Applying the change properly
1. Put the filter somewhere it survives. functions.php in a child theme works. A one-file mu-plugin is better, because a theme switch cannot silently undo it.
<?php
/**
* Plugin Name: Raise big image threshold
*/
add_filter( 'big_image_size_threshold', function () {
return 3840;
} );
2. Re-upload the affected images. This is the step people skip and then conclude the filter did not work. The threshold is evaluated once, at upload. Existing attachments keep their old metadata forever. Delete the attachment and upload it again, then fix the references in your posts.
3. Do not expect thumbnail regeneration to rescue anything. wp media regenerate via WP-CLI rebuilds intermediate sizes from whatever the metadata calls the full file — which for an already-capped image is the -scaled copy. It cannot restore detail that was discarded. Useful as cleanup after re-uploading. Useless as a fix on its own.
4. Check the result, do not assume it. After re-uploading, open the image on the front end and read the filename again. No -scaled means the filter is live.
When disabling is the wrong move
If your source images are already under 2560px and they still look soft, the threshold was never involved. The problem is that the display box is larger than the pixels available, and the answer is a bigger source file or a smaller container — not this filter.
If the served filename carries a dimension suffix rather than -scaled, srcset chose a small candidate. That is usually a mismatch between your theme’s declared content width and the box the image actually renders in. Turning off the cap changes nothing about it.
And if a plugin is rewriting your src to an optimizer or CDN proxy, none of this applies until you check what that proxy is serving. Compare what WordPress should be generating against what the browser actually loads; when those disagree, look at what sits between them.
FAQ
Questions
How do I disable scaled images in WordPress?
Add a filter on big_image_size_threshold that returns false.
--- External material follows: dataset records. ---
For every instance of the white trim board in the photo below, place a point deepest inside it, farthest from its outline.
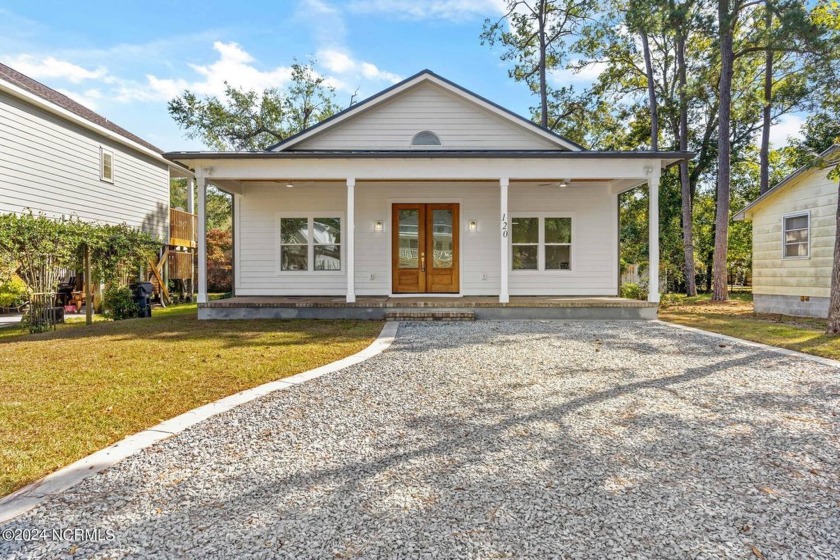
(34, 494)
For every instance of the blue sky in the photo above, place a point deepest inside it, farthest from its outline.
(125, 60)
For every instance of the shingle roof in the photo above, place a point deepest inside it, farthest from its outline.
(47, 93)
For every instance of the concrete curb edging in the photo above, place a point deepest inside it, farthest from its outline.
(778, 350)
(28, 497)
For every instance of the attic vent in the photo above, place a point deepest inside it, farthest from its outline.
(425, 138)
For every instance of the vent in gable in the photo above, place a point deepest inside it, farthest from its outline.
(425, 138)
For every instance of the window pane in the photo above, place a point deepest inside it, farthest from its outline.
(294, 230)
(442, 238)
(796, 250)
(327, 230)
(558, 257)
(796, 236)
(796, 222)
(293, 257)
(525, 257)
(558, 230)
(525, 230)
(408, 243)
(327, 257)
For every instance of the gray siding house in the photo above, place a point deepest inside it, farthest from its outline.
(62, 159)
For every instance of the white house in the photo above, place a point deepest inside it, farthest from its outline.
(793, 227)
(62, 159)
(425, 189)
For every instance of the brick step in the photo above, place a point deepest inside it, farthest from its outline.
(430, 316)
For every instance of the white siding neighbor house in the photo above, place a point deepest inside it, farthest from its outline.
(425, 190)
(793, 225)
(59, 158)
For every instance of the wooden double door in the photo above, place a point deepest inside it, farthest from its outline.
(424, 250)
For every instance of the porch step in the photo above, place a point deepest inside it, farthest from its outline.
(430, 315)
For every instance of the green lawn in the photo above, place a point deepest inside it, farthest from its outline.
(68, 393)
(737, 318)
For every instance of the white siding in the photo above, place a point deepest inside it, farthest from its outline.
(459, 123)
(594, 243)
(52, 166)
(774, 275)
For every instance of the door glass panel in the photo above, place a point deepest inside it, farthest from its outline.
(442, 238)
(408, 242)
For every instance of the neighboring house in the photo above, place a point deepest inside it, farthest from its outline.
(793, 225)
(426, 189)
(62, 159)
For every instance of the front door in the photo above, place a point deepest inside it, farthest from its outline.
(424, 250)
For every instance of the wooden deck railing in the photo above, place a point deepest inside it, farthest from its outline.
(182, 228)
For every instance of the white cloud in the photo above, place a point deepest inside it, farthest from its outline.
(788, 125)
(340, 62)
(234, 66)
(52, 68)
(89, 98)
(585, 76)
(450, 10)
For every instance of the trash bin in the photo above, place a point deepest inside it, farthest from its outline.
(143, 292)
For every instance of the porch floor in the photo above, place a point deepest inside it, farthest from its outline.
(380, 302)
(377, 307)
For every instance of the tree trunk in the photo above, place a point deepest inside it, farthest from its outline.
(719, 287)
(543, 79)
(654, 111)
(764, 155)
(685, 183)
(833, 326)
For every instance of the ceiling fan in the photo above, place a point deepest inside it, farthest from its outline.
(562, 183)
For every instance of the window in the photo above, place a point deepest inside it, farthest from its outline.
(310, 244)
(425, 138)
(796, 235)
(106, 165)
(541, 243)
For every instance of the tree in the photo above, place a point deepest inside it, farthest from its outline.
(251, 120)
(534, 35)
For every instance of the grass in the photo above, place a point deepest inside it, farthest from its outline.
(737, 318)
(68, 393)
Put it in functions.php or a small mu-plugin. Returning false turns the cap off completely, so uploads keep their original dimensions and no -scaled copy is created. Returning a number instead, such as 3840, raises the cap rather than removing it.
What is the -scaled suffix in a WordPress filename?
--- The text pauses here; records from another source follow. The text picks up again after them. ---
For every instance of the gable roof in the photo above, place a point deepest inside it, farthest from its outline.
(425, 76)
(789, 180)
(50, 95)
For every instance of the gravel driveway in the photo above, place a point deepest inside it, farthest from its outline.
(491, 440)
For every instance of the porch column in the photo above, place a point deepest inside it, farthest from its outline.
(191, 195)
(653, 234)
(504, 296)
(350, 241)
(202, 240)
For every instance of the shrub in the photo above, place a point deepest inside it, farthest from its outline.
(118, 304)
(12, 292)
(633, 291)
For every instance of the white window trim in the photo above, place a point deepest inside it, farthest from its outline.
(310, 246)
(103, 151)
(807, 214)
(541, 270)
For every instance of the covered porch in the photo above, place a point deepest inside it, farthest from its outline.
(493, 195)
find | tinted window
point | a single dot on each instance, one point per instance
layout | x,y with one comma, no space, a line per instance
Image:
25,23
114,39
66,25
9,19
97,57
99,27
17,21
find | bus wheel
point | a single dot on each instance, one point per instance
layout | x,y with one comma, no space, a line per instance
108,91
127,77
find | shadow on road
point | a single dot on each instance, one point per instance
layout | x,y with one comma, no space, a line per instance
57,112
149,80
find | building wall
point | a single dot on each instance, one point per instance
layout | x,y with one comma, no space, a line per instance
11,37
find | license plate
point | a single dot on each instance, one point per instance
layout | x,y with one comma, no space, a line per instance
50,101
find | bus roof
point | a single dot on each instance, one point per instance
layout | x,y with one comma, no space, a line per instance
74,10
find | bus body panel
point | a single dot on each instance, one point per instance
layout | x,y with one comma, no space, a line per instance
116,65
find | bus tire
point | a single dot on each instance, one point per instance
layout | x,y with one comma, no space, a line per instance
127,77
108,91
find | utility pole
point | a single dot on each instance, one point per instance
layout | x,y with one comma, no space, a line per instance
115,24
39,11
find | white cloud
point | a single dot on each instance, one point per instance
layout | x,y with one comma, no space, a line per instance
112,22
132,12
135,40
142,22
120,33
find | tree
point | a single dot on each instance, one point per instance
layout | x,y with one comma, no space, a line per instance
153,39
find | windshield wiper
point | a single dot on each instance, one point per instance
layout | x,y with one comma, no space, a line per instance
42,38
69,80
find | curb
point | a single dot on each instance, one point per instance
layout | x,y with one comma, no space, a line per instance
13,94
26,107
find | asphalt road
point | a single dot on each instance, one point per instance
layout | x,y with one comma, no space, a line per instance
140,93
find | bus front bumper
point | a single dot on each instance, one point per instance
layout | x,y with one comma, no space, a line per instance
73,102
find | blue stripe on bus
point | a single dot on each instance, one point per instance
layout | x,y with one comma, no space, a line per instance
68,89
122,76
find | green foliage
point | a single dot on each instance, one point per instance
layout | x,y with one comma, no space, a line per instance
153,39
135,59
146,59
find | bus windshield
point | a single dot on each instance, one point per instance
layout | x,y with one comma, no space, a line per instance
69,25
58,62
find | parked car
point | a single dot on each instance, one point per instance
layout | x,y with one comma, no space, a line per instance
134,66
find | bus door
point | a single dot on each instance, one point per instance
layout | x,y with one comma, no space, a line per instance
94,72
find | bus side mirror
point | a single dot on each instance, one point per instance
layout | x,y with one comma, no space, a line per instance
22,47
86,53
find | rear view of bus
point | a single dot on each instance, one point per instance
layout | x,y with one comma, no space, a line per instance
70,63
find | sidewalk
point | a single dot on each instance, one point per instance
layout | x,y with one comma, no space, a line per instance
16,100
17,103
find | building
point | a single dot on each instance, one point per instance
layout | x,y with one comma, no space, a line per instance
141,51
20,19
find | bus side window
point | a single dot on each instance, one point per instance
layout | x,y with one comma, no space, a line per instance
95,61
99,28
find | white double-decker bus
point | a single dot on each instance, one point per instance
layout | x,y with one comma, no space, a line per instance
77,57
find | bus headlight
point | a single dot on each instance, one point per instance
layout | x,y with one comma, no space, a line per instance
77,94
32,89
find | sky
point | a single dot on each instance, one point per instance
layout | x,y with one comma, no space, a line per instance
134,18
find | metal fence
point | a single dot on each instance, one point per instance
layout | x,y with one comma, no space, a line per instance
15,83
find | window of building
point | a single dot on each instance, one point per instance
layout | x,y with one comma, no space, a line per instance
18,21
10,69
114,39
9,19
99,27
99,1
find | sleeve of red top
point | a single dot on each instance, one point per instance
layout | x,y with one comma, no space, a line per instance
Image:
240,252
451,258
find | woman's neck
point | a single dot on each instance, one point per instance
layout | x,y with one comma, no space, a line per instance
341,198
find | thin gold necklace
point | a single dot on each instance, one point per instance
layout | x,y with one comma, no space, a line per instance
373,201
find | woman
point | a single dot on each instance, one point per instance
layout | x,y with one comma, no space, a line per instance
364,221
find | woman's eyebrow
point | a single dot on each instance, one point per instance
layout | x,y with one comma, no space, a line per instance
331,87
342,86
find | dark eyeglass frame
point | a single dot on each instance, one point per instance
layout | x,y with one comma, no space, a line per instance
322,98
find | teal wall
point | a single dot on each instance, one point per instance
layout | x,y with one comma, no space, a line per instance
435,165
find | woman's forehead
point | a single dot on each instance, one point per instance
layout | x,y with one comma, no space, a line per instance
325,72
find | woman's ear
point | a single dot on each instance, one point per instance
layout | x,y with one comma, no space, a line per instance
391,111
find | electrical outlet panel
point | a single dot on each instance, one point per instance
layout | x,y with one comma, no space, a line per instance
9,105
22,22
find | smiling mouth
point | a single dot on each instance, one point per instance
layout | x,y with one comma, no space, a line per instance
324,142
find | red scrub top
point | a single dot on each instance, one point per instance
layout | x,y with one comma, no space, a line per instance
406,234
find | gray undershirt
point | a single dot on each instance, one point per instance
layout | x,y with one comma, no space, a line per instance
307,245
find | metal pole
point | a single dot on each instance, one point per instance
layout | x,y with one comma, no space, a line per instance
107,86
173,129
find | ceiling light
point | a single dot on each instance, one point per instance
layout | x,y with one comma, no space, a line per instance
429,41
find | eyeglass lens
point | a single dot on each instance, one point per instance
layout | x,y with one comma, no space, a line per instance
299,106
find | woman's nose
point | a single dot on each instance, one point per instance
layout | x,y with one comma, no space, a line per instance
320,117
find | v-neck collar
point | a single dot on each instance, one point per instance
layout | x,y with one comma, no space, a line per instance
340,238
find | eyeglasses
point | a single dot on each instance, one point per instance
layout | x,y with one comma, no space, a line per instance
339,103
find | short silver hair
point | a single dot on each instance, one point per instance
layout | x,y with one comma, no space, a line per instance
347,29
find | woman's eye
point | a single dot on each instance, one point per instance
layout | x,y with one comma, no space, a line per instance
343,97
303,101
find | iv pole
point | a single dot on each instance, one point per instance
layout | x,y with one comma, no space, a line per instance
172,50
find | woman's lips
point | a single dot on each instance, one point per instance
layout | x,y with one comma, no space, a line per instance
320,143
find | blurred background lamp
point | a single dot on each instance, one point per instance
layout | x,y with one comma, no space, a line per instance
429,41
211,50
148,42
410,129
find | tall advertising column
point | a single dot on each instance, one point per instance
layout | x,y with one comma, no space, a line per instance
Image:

It marks a re-encoded copy WordPress made because your upload exceeded 2560px on its longest edge. That copy becomes the full size everywhere on your site. Your original file stays on disk under its normal name but nothing on the front end links to it, and every thumbnail and srcset candidate is built from the scaled copy.
Does disabling scaled images use more disk space?
Per image it usually uses slightly less, because WordPress stops writing a second large file alongside your original. The real cost is bandwidth, not storage. With the cap off, anything that links the full size serves your untouched upload, which can be several megabytes on a phone connection.
Will disabling the threshold fix images that are already blurry?
No. The filter only affects new uploads. Images already in the library keep metadata pointing at their scaled copy, and regenerating thumbnails rebuilds sizes from that same capped file. To recover the resolution you have to delete the attachment and upload it again after the filter is active.
Is 2560px the right threshold to keep?
For most content sites, yes. A 2560px source covers a 1280px display box at 2x pixel density, which is the common case. Raise it to 3840 if you run full-bleed heroes, product zoom, or photography galleries. Disable it entirely only when you genuinely need to serve untouched originals.